University of Houston • University of Houston-Clear Lake • ISSO Annual Report Y2002—pp. 21-25

George E. Fox (UH), Richard Willson (UH), Duane Pierson (NASA-JSC), and Don L. Tucker (UH)

Abstract
The effect of low-shear modeled microgravity on microbial gene expression and physiology is under study using functional genomics and molecular techniques in Escherichia coli.

Contrary to popular belief, bacterial virulence does not decrease in response to microgravity. In fact, recent evidence indicates increased Salmonella virulence in response to modeled microgravity. It is possible that bacterial virulence, resistance to antibiotics, and cell survival may increase in response to the microgravity of space. Employment of a high aspect rotating vessel (HARV) bioreactor has allowed investigators to study bacterial physiology in modeled microgravity. Using culture physiology and DNA macroarray technology, researchers are attempting to identify changes in bacterial (E. coli) gene transcription and regulation in response to the low-shear modeled microgravity (LSMMG) environment experienced in HARV bioreactors.

A number of LSMMG-regulated genes have been identified that respond in a significant way. These include genes that are substantially up-regulated as well as those that are down-regulated. Although many are genes of unknown function, a number have known or putative functions. Among the up-regulated genes are those associated with cell motility, acid tolerance response, and the chaperone hdeA. Research with HARV grown cultures is continuing to determine whether these and other genes are responding to the low-shear environment or the simulated microgravity in the HARV bioreactors.

THE ABILITY TO ADAPT TO ADVERSE ENVIRONMENTS IS extremely important to pathogenic bacteria such as E. coli. One entirely unique environment is the microgravity experienced by bacteria during space flight. A large body of whole organism-based research has demonstrated that prolonged exposure to microgravity has significant effects at a basic, cellular level.¹ The analysis of bacteria under microgravity has received considerably less attention because of the expense and difficulty of performing in-flight experiments onboard the shuttle or space station. In order to overcome this limitation, investigators have taken advantage of the partial simulation of microgravity obtained by growing bacterial cultures in High Aspect Rotating Vessels (HARV) developed by NASA.² For example, a recent study³ showed that, Salmonella enterica serovar typhimurium grown under low-shear modeled microgravity (LSMMG) appeared to have increased virulence potential in a murine model system. A follow-up study⁴ revealed that a significant number of the genes are transcriptionally regulated in response to LSMMG. In addition to immediate changes in behavior, it is also possible that bacterial strains will evolve during long-term space flight, potentially modifying virulence, resistances, and rate of culture survival.Our goal is to develop a more general and deeper understanding of LSMMG on bacterial gene expression.

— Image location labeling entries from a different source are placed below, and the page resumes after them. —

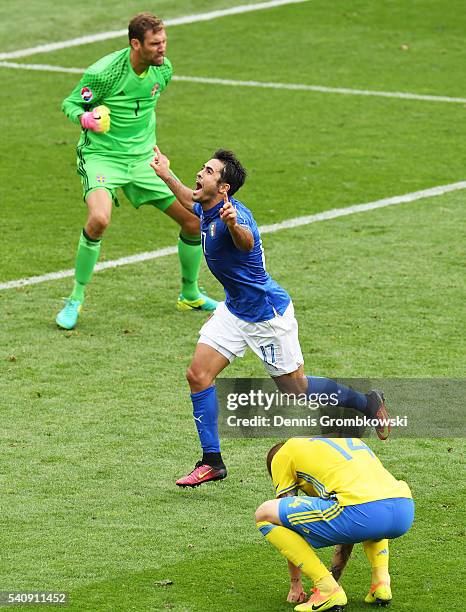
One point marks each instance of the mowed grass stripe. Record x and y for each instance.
(264, 229)
(187, 19)
(261, 84)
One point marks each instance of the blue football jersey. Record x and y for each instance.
(251, 293)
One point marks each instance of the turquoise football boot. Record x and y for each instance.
(203, 302)
(68, 316)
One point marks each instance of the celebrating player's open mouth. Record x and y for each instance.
(197, 190)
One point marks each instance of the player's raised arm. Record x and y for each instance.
(161, 166)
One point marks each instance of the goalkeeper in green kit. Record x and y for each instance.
(115, 105)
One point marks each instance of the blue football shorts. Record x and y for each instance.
(324, 522)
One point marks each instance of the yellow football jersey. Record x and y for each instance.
(345, 468)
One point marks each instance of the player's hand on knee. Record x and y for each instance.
(296, 593)
(96, 120)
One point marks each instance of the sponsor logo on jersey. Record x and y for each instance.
(86, 94)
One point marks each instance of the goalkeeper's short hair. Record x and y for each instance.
(142, 23)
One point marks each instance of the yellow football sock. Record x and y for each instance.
(378, 556)
(300, 553)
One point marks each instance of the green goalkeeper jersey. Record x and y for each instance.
(131, 99)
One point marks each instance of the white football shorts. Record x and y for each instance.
(275, 342)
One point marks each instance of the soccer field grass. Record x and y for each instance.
(96, 423)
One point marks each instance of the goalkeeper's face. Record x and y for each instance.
(152, 51)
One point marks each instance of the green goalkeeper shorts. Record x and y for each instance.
(134, 176)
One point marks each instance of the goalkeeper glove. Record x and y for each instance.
(97, 120)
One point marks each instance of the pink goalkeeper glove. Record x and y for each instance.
(97, 120)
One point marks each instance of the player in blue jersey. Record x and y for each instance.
(257, 312)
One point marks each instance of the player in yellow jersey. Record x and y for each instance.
(349, 497)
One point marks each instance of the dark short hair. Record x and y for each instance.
(271, 454)
(142, 23)
(233, 172)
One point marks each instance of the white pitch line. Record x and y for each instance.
(259, 84)
(264, 229)
(84, 40)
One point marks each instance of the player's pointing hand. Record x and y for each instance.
(160, 163)
(228, 212)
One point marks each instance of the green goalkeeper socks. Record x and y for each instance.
(86, 258)
(190, 255)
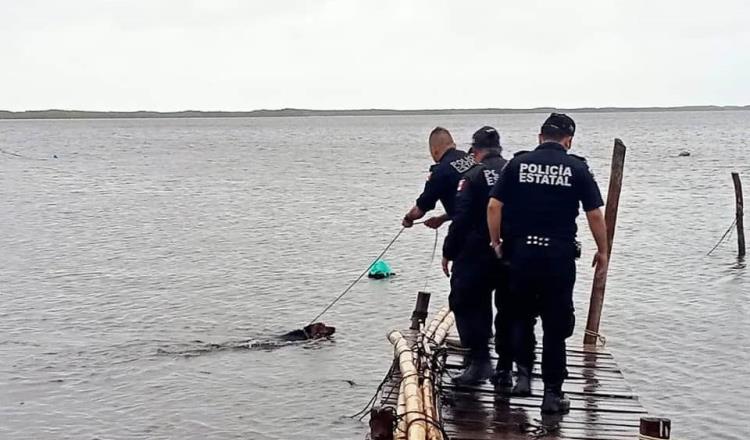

Technical Plan and Equipment
The HARV bioreactor was originally developed to minimize fluid motion for tissue culture differentiation, while maintaining culture aeration through a gas permeable membrane at the base of the HARV. The device’s rotation also has the effect of randomizing the gravity vector, by rotating in the plane of gravity, producing the LSMMG environment. To obtain this environment, the HARV device must be rotated at a speed sufficient to maintain cell suspension in the media and be completely filled so that gas bubbles cannot cause solution turbulence (i.e., shear). HARV apparatus approximates the physiological and transcriptional changes occurring in space flight attributed to microgravity, while allowing Earth-based culturing. Used in conjunction with commercially available functional genomics technology (Panorama Gene Arrays, Sigma-Genosys), the HARV makes it possible to study microbial gene expression on a genome-wide basis under LSMMG.

Experimental Activity
The availability of the complete genomic sequence, commercially produced genomic arrays and the well-characterized knowledge of its metabolism and gene regulation, led to the choice of E. coli as our first model system for the initial bacterial functional genomic (gene expression) analysis in the HARV’s LSMMG environment. We have compared LSMMG gene expression in minimal glucose media with control cultures (1 x g HARV, static flasks, and 250 rpm shaken cultures) under aerobic conditions. The 1 x g control HARV is treated identically to the LSMMG HARV (no bubbles, same rotation speed), but the angle of rotation is perpendicular to gravity, allowing the effects of gravity to act on the culture. More recently, the facultative anaerobic characteristics of E. coli have been employed to compare culture physiology and functional genomics in the absence of oxygen as the terminal electron acceptor. In addition, proteomics, RT-PCR, and molecular biology techniques are being employed for comparison to the functional genomic results for further identification and elucidation of the genes and operons regulated by LSMMG. These methods of analysis will be repeated on a number of overexpressed LSMMG genes and gene knockouts in E. coli to further elucidate their roles in modeled microgravity transcription and growth.

Results
Our analysis of the E. coli LSMMG culture physiology has encompassed growth rate, final culture yield, cell morphology, and the length of lag and exponential phases. Interestingly, little change in culture physiology has been observed between the LSMMG, 1 x g, and static cultures. Only when comparisons are made to 250 rpm shaken cultures are there significant differences. The shake flask cultures exhibit an increased growth rate and greater final culture density compared to the other cultures. To an extent, this was expected due to the increased aeration, availability of nutrients, and removal of wastes present in the shaken cultures.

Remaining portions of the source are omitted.